Mathematics can be an intimidating subject for students, but with the right teaching strategies, educators can engage students in the subject matter and assist them in better understanding complicated concepts.

Algebra has been often quoted as one of the most important pillars in the domain of mathematics. It is widely accepted that to ensure a solid grounding in algebra and higher mathematics, students in lower classes should get some exposure to concepts and principles that prepares them for a more formal study of algebraic concepts in later classes. Algebra is much more than just solving for x and y, it’s a way of thinking and approaching conceptual problems with variable entities and logically reasoning them out successfully.

**Some common difficulties faced by new students in this domain are as follows:**

**1- ****Poor Mathematical Foundations**:

To be able to solve various types of algebraic expressions, one needs to first work on strengthening his/her fundamentals concepts in basic mathematics like arithmetic and number theory. You need to have a clear understanding of how basic math’s works in order to solve problems needing the use of more complex mathematical concepts. Lack of primary knowledge leads to committing various silly errors in the course of arriving at the conclusion.

**2- Lack of Clarity While Solving Basic Equations**

Solving equations comes at the center of algebra studies. Students start by learning to solve simple linear equations with just one variable and build on that to more complex and difficult problems. If students have not had a solid foundation in understanding the steps necessary in how to solve equations, it might be a bit challenging for them.

A simple way to make a child understand how to solve equations is thinking of the problem as a balance, where each side has to remain balanced and the equals sign acts as a pivot.

**Three steps to solving problems efficiently: **

Sometimes you will see a problem and there will instantly be a roadmap to the solution running through your mind. At other times, you’ll be so confused that you might get the feeling, “Have I ever even studied algebra?”. These are few steps to keep in mind while attempting the problem that may make it a lot easier to get to the solution:

**1- Clear your perception about the problem **

- Try figuring out where you stand with regards to the problem.
- Be precise while reading the question.
- Identify the known and the unknown quantities.
- Start thinking about the techniques that could be useful, and the kinds of answers you may expect to find.

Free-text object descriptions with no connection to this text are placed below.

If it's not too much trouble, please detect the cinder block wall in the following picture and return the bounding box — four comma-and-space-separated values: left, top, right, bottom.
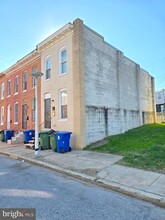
83, 25, 155, 145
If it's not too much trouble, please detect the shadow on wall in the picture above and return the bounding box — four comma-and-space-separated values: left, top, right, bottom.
85, 106, 155, 145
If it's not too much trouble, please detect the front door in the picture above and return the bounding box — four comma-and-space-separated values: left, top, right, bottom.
22, 104, 27, 129
7, 104, 10, 129
44, 98, 51, 129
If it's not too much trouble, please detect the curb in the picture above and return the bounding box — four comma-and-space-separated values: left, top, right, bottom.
1, 151, 165, 208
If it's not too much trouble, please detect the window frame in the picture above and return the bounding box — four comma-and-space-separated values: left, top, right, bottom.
22, 72, 27, 91
1, 106, 4, 125
1, 83, 4, 99
59, 89, 68, 120
14, 76, 19, 94
7, 80, 11, 97
45, 58, 51, 80
59, 47, 67, 75
14, 102, 18, 124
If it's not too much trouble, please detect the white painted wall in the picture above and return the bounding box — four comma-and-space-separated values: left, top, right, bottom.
83, 26, 155, 145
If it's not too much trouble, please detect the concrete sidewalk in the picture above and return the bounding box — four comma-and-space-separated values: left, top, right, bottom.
0, 142, 165, 208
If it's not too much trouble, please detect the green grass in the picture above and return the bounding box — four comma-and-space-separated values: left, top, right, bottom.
86, 123, 165, 173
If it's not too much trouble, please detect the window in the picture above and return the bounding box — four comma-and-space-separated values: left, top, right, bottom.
7, 80, 11, 96
14, 76, 18, 94
158, 92, 162, 99
32, 67, 37, 87
45, 59, 51, 80
1, 106, 4, 125
59, 89, 68, 119
1, 83, 4, 99
59, 48, 67, 75
14, 103, 18, 123
22, 72, 27, 91
32, 97, 35, 122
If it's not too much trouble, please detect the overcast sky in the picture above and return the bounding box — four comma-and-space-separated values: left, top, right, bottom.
0, 0, 164, 90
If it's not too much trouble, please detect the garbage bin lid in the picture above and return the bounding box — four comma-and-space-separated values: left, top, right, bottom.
55, 131, 72, 135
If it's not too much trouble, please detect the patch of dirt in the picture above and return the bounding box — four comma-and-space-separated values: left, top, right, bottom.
88, 138, 109, 149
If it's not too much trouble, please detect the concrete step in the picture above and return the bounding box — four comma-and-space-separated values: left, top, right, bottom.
28, 140, 35, 144
25, 143, 35, 150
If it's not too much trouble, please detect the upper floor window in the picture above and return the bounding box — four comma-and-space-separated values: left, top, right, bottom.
45, 59, 51, 80
59, 89, 68, 119
1, 106, 4, 125
59, 48, 67, 75
7, 80, 11, 96
14, 76, 19, 94
22, 72, 27, 91
1, 83, 4, 99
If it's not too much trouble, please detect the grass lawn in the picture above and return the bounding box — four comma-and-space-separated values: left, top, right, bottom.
86, 123, 165, 173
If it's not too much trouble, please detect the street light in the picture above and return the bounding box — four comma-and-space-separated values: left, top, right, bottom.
31, 70, 44, 158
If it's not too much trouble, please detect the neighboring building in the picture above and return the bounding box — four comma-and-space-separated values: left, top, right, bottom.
0, 18, 156, 149
0, 50, 41, 131
156, 90, 165, 112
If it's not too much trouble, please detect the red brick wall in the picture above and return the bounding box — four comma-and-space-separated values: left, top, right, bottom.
0, 55, 42, 132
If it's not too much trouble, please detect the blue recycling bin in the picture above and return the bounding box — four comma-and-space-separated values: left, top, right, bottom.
55, 131, 72, 153
23, 129, 35, 143
4, 130, 14, 142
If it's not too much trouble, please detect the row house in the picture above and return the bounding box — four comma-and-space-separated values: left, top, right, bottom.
0, 51, 41, 131
155, 90, 165, 112
0, 18, 156, 149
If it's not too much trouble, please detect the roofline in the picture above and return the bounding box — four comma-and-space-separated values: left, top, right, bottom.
37, 22, 73, 49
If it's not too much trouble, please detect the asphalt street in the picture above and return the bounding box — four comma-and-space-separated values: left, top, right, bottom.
0, 155, 165, 220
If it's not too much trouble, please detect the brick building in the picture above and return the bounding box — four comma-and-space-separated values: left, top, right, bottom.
0, 18, 156, 148
0, 50, 41, 131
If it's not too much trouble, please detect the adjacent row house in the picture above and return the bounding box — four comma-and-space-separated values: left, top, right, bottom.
0, 18, 156, 149
0, 51, 41, 132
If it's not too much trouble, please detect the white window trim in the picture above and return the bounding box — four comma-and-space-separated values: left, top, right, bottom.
59, 47, 67, 76
1, 83, 4, 100
14, 76, 19, 95
14, 102, 18, 124
7, 80, 11, 97
44, 57, 51, 80
22, 72, 27, 92
1, 106, 4, 125
59, 89, 68, 121
44, 93, 51, 99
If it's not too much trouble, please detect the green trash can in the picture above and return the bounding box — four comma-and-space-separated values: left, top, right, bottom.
0, 130, 5, 142
49, 134, 57, 152
39, 131, 51, 150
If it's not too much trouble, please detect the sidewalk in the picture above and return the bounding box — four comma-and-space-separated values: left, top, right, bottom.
0, 141, 165, 208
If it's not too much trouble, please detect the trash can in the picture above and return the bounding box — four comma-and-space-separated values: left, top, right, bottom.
0, 130, 5, 142
49, 134, 57, 152
39, 130, 55, 150
23, 129, 35, 143
4, 130, 15, 142
55, 131, 72, 153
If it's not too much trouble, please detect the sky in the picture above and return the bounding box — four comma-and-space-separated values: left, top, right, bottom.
0, 0, 164, 91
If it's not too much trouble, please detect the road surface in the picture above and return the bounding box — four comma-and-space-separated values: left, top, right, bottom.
0, 155, 165, 220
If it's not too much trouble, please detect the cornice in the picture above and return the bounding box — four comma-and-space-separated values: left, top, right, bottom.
3, 50, 41, 76
37, 26, 73, 52
2, 23, 73, 76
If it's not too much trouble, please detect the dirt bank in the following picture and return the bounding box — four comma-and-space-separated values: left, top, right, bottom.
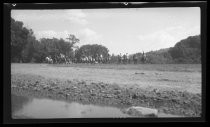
11, 73, 201, 117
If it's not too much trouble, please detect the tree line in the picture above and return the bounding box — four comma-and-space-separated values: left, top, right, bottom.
11, 18, 201, 64
11, 18, 109, 63
131, 35, 201, 64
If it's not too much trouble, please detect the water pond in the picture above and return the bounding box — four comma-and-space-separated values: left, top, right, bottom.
11, 94, 182, 119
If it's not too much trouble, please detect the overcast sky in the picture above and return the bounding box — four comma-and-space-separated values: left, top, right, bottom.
11, 7, 200, 55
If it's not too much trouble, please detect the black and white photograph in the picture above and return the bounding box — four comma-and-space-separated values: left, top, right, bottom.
4, 2, 206, 122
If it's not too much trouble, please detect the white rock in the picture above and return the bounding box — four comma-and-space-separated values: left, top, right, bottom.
125, 106, 158, 117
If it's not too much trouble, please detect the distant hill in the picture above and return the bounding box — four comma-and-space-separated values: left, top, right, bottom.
153, 48, 170, 54
168, 35, 201, 63
134, 35, 201, 64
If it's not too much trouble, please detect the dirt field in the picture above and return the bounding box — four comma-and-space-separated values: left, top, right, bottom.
11, 63, 202, 117
11, 63, 201, 93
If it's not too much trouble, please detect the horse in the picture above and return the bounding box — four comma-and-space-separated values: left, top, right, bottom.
95, 54, 104, 64
122, 53, 129, 64
133, 54, 137, 64
45, 56, 53, 64
81, 56, 88, 63
99, 54, 103, 64
118, 54, 122, 64
56, 53, 67, 64
93, 57, 98, 64
88, 56, 93, 64
106, 54, 111, 64
92, 58, 96, 64
104, 56, 111, 64
61, 54, 67, 64
141, 52, 147, 64
65, 57, 72, 64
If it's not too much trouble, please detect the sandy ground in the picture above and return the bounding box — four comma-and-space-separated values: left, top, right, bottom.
11, 63, 202, 94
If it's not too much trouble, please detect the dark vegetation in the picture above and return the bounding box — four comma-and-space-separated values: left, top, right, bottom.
132, 35, 201, 64
75, 44, 109, 62
11, 18, 201, 64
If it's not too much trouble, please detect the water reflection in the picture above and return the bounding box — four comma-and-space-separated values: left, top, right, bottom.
11, 94, 33, 115
12, 94, 131, 118
12, 94, 182, 119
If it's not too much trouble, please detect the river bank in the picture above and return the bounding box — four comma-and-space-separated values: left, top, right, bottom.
11, 73, 201, 117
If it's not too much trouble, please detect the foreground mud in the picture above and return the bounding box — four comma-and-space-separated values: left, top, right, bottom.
11, 73, 201, 117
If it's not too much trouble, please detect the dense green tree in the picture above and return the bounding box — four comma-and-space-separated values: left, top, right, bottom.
21, 29, 37, 63
32, 41, 47, 63
75, 44, 109, 60
11, 18, 30, 62
132, 35, 200, 64
37, 37, 79, 62
66, 34, 80, 47
146, 51, 173, 64
169, 35, 201, 63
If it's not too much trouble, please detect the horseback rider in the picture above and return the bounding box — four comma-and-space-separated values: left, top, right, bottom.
141, 51, 147, 64
100, 54, 103, 63
123, 53, 127, 64
118, 53, 122, 64
107, 54, 111, 64
133, 54, 137, 64
45, 56, 53, 64
95, 54, 99, 63
126, 53, 129, 64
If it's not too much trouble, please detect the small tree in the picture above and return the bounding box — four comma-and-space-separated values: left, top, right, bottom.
66, 34, 80, 59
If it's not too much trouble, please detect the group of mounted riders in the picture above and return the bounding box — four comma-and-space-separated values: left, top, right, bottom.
45, 53, 71, 64
117, 52, 147, 64
45, 52, 147, 64
45, 53, 110, 64
75, 54, 111, 64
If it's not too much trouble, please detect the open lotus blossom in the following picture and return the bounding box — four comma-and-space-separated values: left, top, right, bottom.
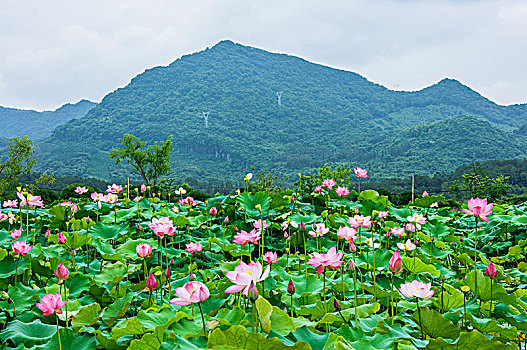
185, 242, 203, 256
430, 202, 439, 208
179, 196, 196, 206
11, 228, 21, 239
422, 191, 429, 196
233, 229, 261, 246
346, 216, 359, 229
55, 263, 69, 284
307, 246, 345, 275
245, 172, 253, 181
174, 187, 187, 195
106, 184, 123, 194
354, 215, 372, 229
148, 217, 176, 237
281, 218, 299, 231
12, 240, 32, 256
91, 192, 106, 209
405, 223, 417, 233
309, 222, 330, 238
337, 226, 357, 243
225, 261, 269, 295
253, 219, 269, 232
0, 213, 7, 222
390, 227, 406, 238
397, 239, 417, 252
378, 211, 389, 220
407, 213, 427, 229
335, 186, 350, 197
36, 293, 67, 316
146, 273, 158, 291
74, 186, 88, 194
263, 251, 279, 264
106, 194, 118, 204
399, 280, 434, 299
486, 262, 498, 279
321, 178, 337, 190
3, 200, 18, 208
136, 243, 152, 257
170, 281, 210, 306
389, 249, 404, 273
354, 167, 369, 178
460, 197, 494, 222
22, 194, 43, 208
314, 185, 322, 194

**2- Break up the problem into a set of smaller sub problems **

A perplexing problem is often just several simple questions stuck together. Maybe you do not know how to find all the variables all at once, but you might be able to figure them out one at a time.

**3- Don’t abandon the problem **

As you keep examining your problem from different angles, you’ll find the answer eventually. Take a second to step back from time to time and look it over in a different way. Try going back over your notes. Sooner or later, you’ll find the right solutions.

**Developing new study styles**

As the module materials are all online, one should learn to make the most of the tools available on the computer and develop new study habits incorporating them, such as:

- Reading the module materials on the computer or mobile device, rather than printing them out.
- Making notes on the computer using online or offline annotation software.
- Being aware of when one needs to be online and able to download material and work offline.

You may be used to annotating your study books with a pen or highlighter, and you can do this electronically in PDF documents and web pages. And also one can bookmark various websites for future reference.

**Digital learning**

In today’s digital world, the use of technology can be a critically important tool in helping students develop all kinds of skills. Technology has become an essential tool for teaching and

math in particular is benefited as it can be used to show students a variety of ways to approach mathematical ideas and processes, allowing teachers to deviate from traditional models of instruction that students may find less engaging.

If teachers are able to use technology to engage students in mathematics and encourage them to cultivate math skills and understand the conceptual parts in depth, it will go a long way towards preparing students to succeed in the careers of the future.